Es hilft auch, dass Asenakew verbessertes Saatgut und Mineraldünger von Menschen für Menschen bekam. «Die Familien können so ihre Ernte verdoppeln», sagt Berater Endashaw. Es ist gar nicht leicht, die Bauern von Innovationen zu überzeugen. Etwas Neues auszuprobieren ist für sie ein Risiko. Das Ergebnis sieht man erst nach vielen Monaten, bei der Ernte. Veränderung braucht Mut – gerade auch, weil die Lebensverhältnisse immer prekärer werden in der wachsenden Bevölkerung. Wenn die Alten sterben, teilen die Jungen das Erbe auf. Mit jeder Generation wird das Land pro Familie noch kleiner. Inzwischen steht jeder Familie im Schnitt noch 0,3 bis 0,4 Hektar Land zur Verfügung. Das entspricht der Hälfte eines Fussballplatzes. Davon kann sich niemand ernähren – zumindest nicht bei der althergebrachten Wirtschaftsweise. So schleicht sich der Hunger über die Schwellen, macht sich in den Hütten breit, viele Monate im Jahr – bis endlich die neue Ernte Erleichterung bringt. Aber nur für einige Zeit, bevor die Vorräte wieder zur Neige gehen. Deshalb hilft Menschen für Menschen. Die Familien erhalten vielerlei Anstösse, wie sie ihre Ernten und damit ihr Einkommen trotz der kleinen Felder diversifizieren und vergrössern. Dazu gehören materielle Hilfen wie Baumsetzlinge oder leistungsfähiges Saatgut, das sie auf Basis von Mikrokrediten erhalten.
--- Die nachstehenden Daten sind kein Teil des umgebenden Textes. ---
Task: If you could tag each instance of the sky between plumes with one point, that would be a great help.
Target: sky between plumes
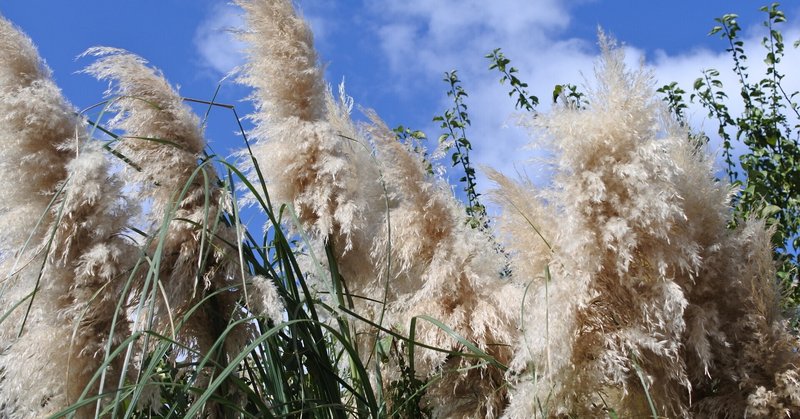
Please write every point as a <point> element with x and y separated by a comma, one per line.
<point>392,53</point>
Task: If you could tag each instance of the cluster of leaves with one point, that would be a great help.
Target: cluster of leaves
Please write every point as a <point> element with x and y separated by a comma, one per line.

Aber noch wichtiger ist das Verbreiten von neuem Wissen und neuen Methoden. Insgesamt arbeiten acht Landwirtschaftsberater an der Graswurzel: Sie leben im Projektgebiet unter den Bauernfamilien, oft allein. Endashaw hat Glück. Seine junge Frau, eine ausgebildete Betriebswirtin, ist in der Babypause und zu ihm gezogen, das junge Paar hat eine einjährige Tochter.
«Ich war zunächst skeptisch bei Endashaws Vorschlägen», sagt Bauer Asenakew. «Aber er kam jeden Tag und schliesslich fasste ich Vertrauen.» Er hat die neuen Ideen genau so wenig bereut wie Bauer Tegegne Kebede, 42. Dessen Haus ist für Endashaw heute die nächste Station. Der Bauer zeigt ihm seinen Kompost, den er vor drei Monaten angelegt hat, mit Baumblättern, Bohnenstroh und Rinderdung. Menschen für Menschen steuerte die fleissigen Helfer bei: Packungen mit feuchter Erde, darin Hunderte Regenwürmer. Mit vollen Händen fassen die beiden Männer in den Kompost. Er ist locker, dunkel, fast schwarz. Endashaw hält sich eine Handvoll vor das Gesicht: «Riecht angenehm! Ein wichtiges Kriterium für die Güte.» Tegegne kann den Kompost gut gebrauchen: Vor allem nutzt er ihn in den Pflanzlöchern für die Mango-Setzlinge, die er von Menschen für Menschen erhält.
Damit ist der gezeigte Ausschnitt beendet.